Other clinical differences seen after implementation of the program included a lower rate of stroke with permanent deficit (0.7% vs 1.6%; P < 0.0001), less prolonged intubation, and fewer postoperative blood transfusions (36% vs 49%; P < 0.0001). However, patients treated during the period of the specialized program had a 3% higher rate of hospital readmissions.
Watkins and colleagues attribute the improvements in outcomes to less variability in the day-to-day process, strengthened mentoring of junior surgeons, and a much stronger quality-review process.
Interestingly, the group chose to abandon advanced robotic and off-pump techniques, which they note are associated with steep learning curves.
To TCTMD, Watkins said feedback from team members has been positive. “A lot of surgeons hate the idea of doing the same thing every day, but when you do it well and you have fun doing it, and the team feeds off the improved outcomes, it is really quite satisfying,” she concluded.

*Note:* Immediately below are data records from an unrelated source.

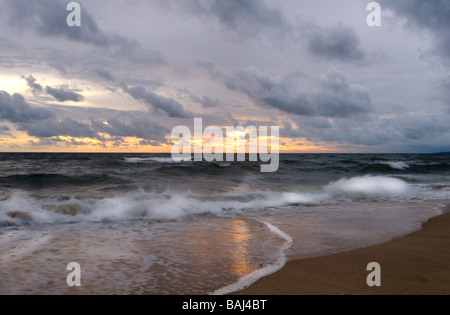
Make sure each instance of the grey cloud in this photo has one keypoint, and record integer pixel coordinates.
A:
(55, 128)
(64, 95)
(16, 110)
(60, 94)
(337, 43)
(102, 73)
(45, 124)
(132, 125)
(244, 17)
(335, 98)
(48, 18)
(35, 87)
(406, 133)
(160, 103)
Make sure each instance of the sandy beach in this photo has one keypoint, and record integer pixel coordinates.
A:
(415, 264)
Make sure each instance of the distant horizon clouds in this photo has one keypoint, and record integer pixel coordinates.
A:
(110, 76)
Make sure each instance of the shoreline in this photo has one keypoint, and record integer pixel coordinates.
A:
(415, 264)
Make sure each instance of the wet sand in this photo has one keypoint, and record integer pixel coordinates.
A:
(417, 264)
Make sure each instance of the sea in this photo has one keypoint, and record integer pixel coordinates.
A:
(148, 224)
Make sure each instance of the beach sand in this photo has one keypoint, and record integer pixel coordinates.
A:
(416, 264)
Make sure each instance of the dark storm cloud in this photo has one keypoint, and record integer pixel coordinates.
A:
(16, 110)
(45, 124)
(335, 98)
(406, 133)
(337, 43)
(432, 16)
(48, 18)
(160, 103)
(61, 94)
(54, 128)
(64, 95)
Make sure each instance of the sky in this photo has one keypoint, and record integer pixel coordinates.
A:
(136, 69)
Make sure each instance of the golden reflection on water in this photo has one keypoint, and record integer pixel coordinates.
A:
(232, 242)
(240, 236)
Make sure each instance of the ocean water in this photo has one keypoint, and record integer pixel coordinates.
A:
(146, 224)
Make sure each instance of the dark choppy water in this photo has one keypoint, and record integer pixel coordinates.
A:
(142, 223)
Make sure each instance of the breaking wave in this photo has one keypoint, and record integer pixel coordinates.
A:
(20, 209)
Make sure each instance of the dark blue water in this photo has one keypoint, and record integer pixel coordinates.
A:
(143, 223)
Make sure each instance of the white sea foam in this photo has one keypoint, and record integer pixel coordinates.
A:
(251, 278)
(397, 165)
(21, 209)
(157, 160)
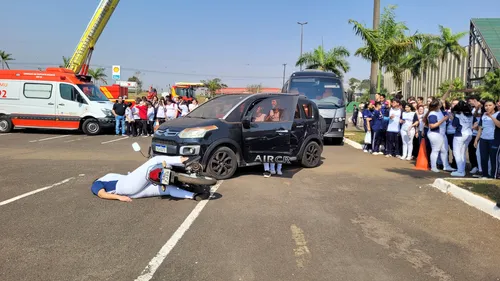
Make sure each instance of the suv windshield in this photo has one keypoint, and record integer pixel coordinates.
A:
(216, 108)
(326, 92)
(92, 92)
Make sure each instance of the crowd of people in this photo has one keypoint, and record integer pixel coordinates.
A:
(468, 128)
(147, 112)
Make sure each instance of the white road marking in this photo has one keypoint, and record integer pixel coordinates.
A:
(51, 138)
(104, 142)
(153, 265)
(75, 139)
(34, 191)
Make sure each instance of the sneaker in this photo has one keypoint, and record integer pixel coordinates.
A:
(201, 196)
(457, 174)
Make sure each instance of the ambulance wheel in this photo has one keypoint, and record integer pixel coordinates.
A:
(5, 124)
(91, 127)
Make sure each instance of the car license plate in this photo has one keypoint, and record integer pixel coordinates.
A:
(165, 177)
(161, 148)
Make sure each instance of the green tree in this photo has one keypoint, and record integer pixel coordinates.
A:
(422, 59)
(334, 60)
(213, 85)
(5, 58)
(386, 45)
(353, 85)
(138, 81)
(457, 84)
(65, 62)
(98, 75)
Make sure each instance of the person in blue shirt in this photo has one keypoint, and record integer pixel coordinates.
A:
(488, 138)
(377, 128)
(462, 122)
(137, 183)
(367, 119)
(436, 122)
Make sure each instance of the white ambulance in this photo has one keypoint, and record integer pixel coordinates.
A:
(52, 99)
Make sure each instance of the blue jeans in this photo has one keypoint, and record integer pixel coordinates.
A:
(120, 121)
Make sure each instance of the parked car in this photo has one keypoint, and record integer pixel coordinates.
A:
(232, 131)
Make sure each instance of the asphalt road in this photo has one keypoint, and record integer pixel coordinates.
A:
(356, 217)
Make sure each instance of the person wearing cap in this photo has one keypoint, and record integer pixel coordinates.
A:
(137, 184)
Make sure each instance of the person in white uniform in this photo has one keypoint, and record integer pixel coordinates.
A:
(137, 185)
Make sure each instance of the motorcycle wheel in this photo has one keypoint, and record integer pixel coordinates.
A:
(197, 180)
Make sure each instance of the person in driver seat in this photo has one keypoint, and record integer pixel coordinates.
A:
(137, 183)
(275, 115)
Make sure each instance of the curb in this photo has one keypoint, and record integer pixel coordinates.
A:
(353, 143)
(468, 197)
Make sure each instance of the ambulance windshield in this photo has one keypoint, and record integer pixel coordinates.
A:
(92, 92)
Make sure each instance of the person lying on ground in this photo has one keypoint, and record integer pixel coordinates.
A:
(137, 183)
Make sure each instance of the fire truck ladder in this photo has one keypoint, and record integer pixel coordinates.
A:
(80, 60)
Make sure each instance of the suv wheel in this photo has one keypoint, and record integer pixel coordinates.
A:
(222, 163)
(311, 155)
(5, 124)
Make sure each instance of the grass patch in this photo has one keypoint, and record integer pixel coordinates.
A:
(357, 136)
(489, 189)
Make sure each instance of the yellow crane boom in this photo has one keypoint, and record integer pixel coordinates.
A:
(80, 60)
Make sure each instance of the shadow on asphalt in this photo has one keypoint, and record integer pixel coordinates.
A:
(415, 173)
(214, 196)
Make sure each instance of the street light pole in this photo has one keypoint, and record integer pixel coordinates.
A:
(301, 37)
(284, 71)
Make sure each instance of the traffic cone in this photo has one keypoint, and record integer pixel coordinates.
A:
(422, 160)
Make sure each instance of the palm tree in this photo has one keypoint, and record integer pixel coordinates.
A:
(334, 60)
(4, 58)
(98, 75)
(422, 59)
(387, 44)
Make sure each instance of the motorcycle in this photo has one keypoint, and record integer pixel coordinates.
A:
(188, 175)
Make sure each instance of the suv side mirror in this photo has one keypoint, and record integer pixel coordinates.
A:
(246, 122)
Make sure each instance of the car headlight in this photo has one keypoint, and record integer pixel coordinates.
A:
(107, 112)
(196, 133)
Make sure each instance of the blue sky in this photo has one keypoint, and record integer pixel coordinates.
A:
(242, 42)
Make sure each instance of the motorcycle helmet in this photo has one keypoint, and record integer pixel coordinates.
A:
(154, 174)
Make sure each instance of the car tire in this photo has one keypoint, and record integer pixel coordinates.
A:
(222, 158)
(5, 124)
(91, 127)
(311, 156)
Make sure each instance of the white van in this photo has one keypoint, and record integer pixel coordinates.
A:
(52, 99)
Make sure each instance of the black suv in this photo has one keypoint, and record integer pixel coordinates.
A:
(232, 131)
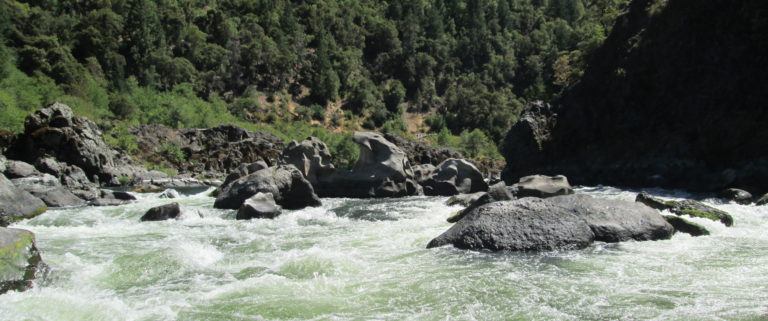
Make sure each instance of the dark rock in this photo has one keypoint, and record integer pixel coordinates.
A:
(528, 224)
(737, 195)
(496, 193)
(17, 204)
(381, 171)
(20, 261)
(311, 157)
(464, 199)
(163, 212)
(55, 132)
(455, 176)
(261, 205)
(762, 200)
(419, 153)
(698, 123)
(542, 186)
(170, 193)
(286, 183)
(617, 221)
(686, 207)
(682, 225)
(19, 169)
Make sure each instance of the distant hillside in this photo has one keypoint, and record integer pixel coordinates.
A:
(187, 63)
(675, 97)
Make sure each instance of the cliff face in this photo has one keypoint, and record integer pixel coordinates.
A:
(676, 97)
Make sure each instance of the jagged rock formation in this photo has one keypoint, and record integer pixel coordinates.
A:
(673, 98)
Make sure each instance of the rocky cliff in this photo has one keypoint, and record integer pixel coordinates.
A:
(675, 97)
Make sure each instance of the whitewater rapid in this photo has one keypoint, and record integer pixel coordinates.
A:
(366, 260)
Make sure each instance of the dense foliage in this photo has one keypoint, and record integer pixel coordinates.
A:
(470, 64)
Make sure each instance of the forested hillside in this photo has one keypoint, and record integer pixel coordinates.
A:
(194, 63)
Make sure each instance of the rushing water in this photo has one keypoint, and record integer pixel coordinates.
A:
(366, 260)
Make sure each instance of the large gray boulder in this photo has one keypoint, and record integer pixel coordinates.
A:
(570, 222)
(17, 204)
(617, 221)
(383, 170)
(286, 183)
(454, 176)
(528, 224)
(542, 186)
(311, 156)
(261, 205)
(20, 261)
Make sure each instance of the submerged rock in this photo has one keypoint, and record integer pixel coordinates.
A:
(528, 224)
(686, 207)
(17, 204)
(563, 222)
(163, 212)
(542, 186)
(286, 183)
(261, 205)
(685, 226)
(454, 176)
(20, 261)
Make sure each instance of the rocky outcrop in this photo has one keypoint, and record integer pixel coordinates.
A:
(382, 170)
(286, 183)
(615, 220)
(261, 205)
(671, 99)
(562, 222)
(213, 152)
(17, 204)
(20, 261)
(736, 195)
(682, 225)
(496, 193)
(55, 132)
(454, 176)
(420, 153)
(528, 224)
(542, 186)
(162, 213)
(686, 207)
(311, 156)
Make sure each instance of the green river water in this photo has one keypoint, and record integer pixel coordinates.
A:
(366, 260)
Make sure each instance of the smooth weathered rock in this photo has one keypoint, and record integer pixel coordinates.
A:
(382, 170)
(20, 261)
(261, 205)
(17, 204)
(19, 169)
(163, 212)
(528, 224)
(286, 183)
(454, 176)
(736, 195)
(686, 207)
(496, 193)
(615, 220)
(419, 153)
(682, 225)
(170, 193)
(311, 156)
(542, 186)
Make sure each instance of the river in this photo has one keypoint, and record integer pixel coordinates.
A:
(366, 260)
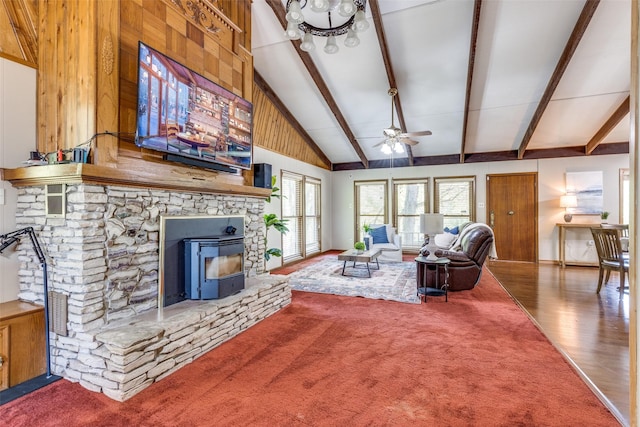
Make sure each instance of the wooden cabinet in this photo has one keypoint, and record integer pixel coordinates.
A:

Is It Really About the Team?
Edward Hannan, PhD (State University of New York, Albany), who was not involved in the study, noted that with the senior surgeon doing 70% of the CABG cases, it is difficult to attribute all the improvements to the team as a whole.
“It would be interesting to know the mortality rate of that one person both in the prestudy period and after, and how it compared with the mortality rates of everybody else,” he told TCTMD. If the mortality rate of the senior surgeon had always been low, for example, the clinical outcomes could be the result of shifting more volume to the best person rather than any of the enhanced team components, he added.

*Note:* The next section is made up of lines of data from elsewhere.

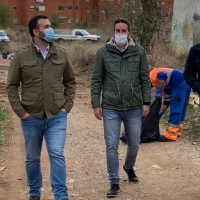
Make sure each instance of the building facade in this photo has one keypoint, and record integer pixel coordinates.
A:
(68, 11)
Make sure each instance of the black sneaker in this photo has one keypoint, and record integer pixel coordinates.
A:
(162, 138)
(114, 190)
(131, 175)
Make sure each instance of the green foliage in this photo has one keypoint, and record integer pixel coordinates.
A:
(2, 120)
(5, 14)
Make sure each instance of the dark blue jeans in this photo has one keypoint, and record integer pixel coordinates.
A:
(54, 132)
(112, 120)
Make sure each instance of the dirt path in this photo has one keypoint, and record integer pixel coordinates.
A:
(166, 171)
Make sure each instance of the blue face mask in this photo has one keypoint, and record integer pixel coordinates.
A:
(49, 35)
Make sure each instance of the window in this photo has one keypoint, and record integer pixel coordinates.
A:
(69, 8)
(32, 7)
(61, 8)
(62, 20)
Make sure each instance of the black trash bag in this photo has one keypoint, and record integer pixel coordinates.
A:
(150, 123)
(5, 54)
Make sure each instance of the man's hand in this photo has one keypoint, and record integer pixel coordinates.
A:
(157, 93)
(145, 110)
(98, 113)
(25, 116)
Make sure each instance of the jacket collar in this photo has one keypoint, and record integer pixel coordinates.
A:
(131, 42)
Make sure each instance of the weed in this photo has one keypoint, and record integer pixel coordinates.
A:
(3, 117)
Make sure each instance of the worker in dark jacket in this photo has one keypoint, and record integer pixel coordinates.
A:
(121, 75)
(192, 69)
(48, 88)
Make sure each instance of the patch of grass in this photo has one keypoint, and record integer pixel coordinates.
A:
(3, 117)
(192, 124)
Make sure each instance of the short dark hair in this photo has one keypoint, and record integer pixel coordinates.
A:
(122, 20)
(33, 23)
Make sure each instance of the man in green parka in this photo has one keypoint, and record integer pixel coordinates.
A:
(121, 75)
(47, 93)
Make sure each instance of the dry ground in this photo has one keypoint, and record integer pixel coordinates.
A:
(166, 171)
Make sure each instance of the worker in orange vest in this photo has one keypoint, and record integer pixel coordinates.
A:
(170, 84)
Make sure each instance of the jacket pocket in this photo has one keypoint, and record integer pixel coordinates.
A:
(135, 98)
(112, 65)
(59, 100)
(59, 66)
(30, 102)
(111, 94)
(133, 64)
(29, 70)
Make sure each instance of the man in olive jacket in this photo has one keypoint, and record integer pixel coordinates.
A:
(47, 93)
(121, 74)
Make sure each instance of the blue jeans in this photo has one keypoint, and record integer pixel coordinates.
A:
(54, 132)
(112, 123)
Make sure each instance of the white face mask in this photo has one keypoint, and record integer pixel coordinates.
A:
(121, 39)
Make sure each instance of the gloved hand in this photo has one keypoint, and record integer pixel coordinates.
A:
(157, 93)
(160, 113)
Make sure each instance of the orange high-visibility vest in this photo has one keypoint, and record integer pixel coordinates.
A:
(155, 71)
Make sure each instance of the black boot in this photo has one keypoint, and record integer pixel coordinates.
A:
(162, 138)
(114, 190)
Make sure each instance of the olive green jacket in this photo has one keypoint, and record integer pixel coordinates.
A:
(123, 80)
(46, 85)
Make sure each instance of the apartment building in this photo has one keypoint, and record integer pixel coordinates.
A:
(69, 11)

But Hannan also questioned whether it is wise for a program to be so dependent on one surgeon to perform the majority of their cases.
“What happens if that one guy is out of commission for a while? Does that mean that everything is in the hands of people who haven't done very many [surgeries] and results get really bad?” he said.
Another issue, Hannan noted, is the 3% increase in readmission rate during the years of the specialized program. “It’s obviously something that needs to be investigated. This time period [2013-2016] was the era where readmissions really came under the microscope and I would think that readmissions would have decreased. That’s kind of a surprise,” he said.
Watkins AC, Ghoreishi M, Maassel NL, et al. Programmatic and surgeon specialization improves mortality in isolated coronary bypass grafting. Ann Thorac Surg. 2018;Epub ahead of print.
- Watkins and Hannan report no relevant conflicts of interest.